The one steadier thread is institutional money, of which spot XRP ETFs just logged their eighth straight week of inflows, pushing their all-time total to around $1.48 billion—even while the price went nowhere.
What XRP Still Needs to Turn the Setup Into a Rally

A good setup and steady buying still leave XRP missing one vital thing: a reason for the price to actually move. Accumulation can quietly build a floor, but floors don’t turn into rallies without a trigger, and right now there isn’t an obvious one on the cards.
The biggest potential catalyst is the CLARITY Act—the bill that would set federal rules for crypto and classify tokens like XRP as commodities. It has cleared a Senate committee and is technically ready for a floor vote. But talks recently broke down over two sticking points—an ethics provision and a fight over developer protections. And with the Senate not back until July 13, the bill has a narrow window to pass before the August recess.
The other lever is Bitcoin (CRYPTO:BTC). XRP still tends to move in Bitcoin’s direction, only more sharply, so with Bitcoin stuck around $60,000, the pressure from the top is overriding every on-chain positive XRP has going for it. A few analysts have flagged early reversal signals on XRP’s daily chart, though those only hint at a possible bottom rather than confirm one.

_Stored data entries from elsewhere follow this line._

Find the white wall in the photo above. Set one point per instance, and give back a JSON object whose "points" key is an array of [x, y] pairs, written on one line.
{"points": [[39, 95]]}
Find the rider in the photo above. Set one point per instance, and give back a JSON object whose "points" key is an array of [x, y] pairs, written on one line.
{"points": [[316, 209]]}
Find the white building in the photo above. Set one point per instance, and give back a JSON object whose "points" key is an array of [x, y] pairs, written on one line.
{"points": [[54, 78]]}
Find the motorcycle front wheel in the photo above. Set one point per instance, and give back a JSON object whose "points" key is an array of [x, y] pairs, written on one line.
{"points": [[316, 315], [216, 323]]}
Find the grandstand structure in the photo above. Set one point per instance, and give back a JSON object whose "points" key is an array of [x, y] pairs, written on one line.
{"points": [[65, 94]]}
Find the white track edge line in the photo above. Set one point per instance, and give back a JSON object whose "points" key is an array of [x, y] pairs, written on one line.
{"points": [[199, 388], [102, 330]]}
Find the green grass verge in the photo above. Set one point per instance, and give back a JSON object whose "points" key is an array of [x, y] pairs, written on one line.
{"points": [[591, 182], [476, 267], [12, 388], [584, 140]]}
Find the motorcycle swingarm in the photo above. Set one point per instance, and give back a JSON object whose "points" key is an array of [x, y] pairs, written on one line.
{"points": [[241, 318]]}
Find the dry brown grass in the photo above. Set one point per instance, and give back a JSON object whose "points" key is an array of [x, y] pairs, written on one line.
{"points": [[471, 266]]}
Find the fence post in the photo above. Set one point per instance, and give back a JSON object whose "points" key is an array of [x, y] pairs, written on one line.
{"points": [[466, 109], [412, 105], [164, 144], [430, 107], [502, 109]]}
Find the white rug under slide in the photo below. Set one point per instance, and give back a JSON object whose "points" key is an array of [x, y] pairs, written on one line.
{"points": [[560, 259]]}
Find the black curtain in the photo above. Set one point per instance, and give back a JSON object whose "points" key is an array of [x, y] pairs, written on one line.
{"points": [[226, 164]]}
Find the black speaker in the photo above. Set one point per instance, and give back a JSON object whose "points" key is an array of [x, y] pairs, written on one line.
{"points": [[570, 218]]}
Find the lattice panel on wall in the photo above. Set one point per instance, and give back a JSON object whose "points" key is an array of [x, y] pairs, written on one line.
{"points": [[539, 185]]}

The price itself is still in a hole, too. XRP trades below every major moving average right now, with the nearest resistance around $1.11 and the next near $1.20. Until it reclaims those levels, the downtrend is still intact, no matter how good the setup underneath looks.
So Is This XRP’s Bottom, or More of the Same Range?
We think this is the most constructive setup XRP has had in months. But a good setup does not move the price by itself. The cleared-out leverage and the steady buying have built XRP a floor, but turning that floor into a move higher still takes a catalyst, and none is working for XRP just yet
For now, that leaves XRP stuck waiting on Bitcoin and a CLARITY Act vote that keeps slipping—with a stronger base under it than a month ago, but no trigger to move it.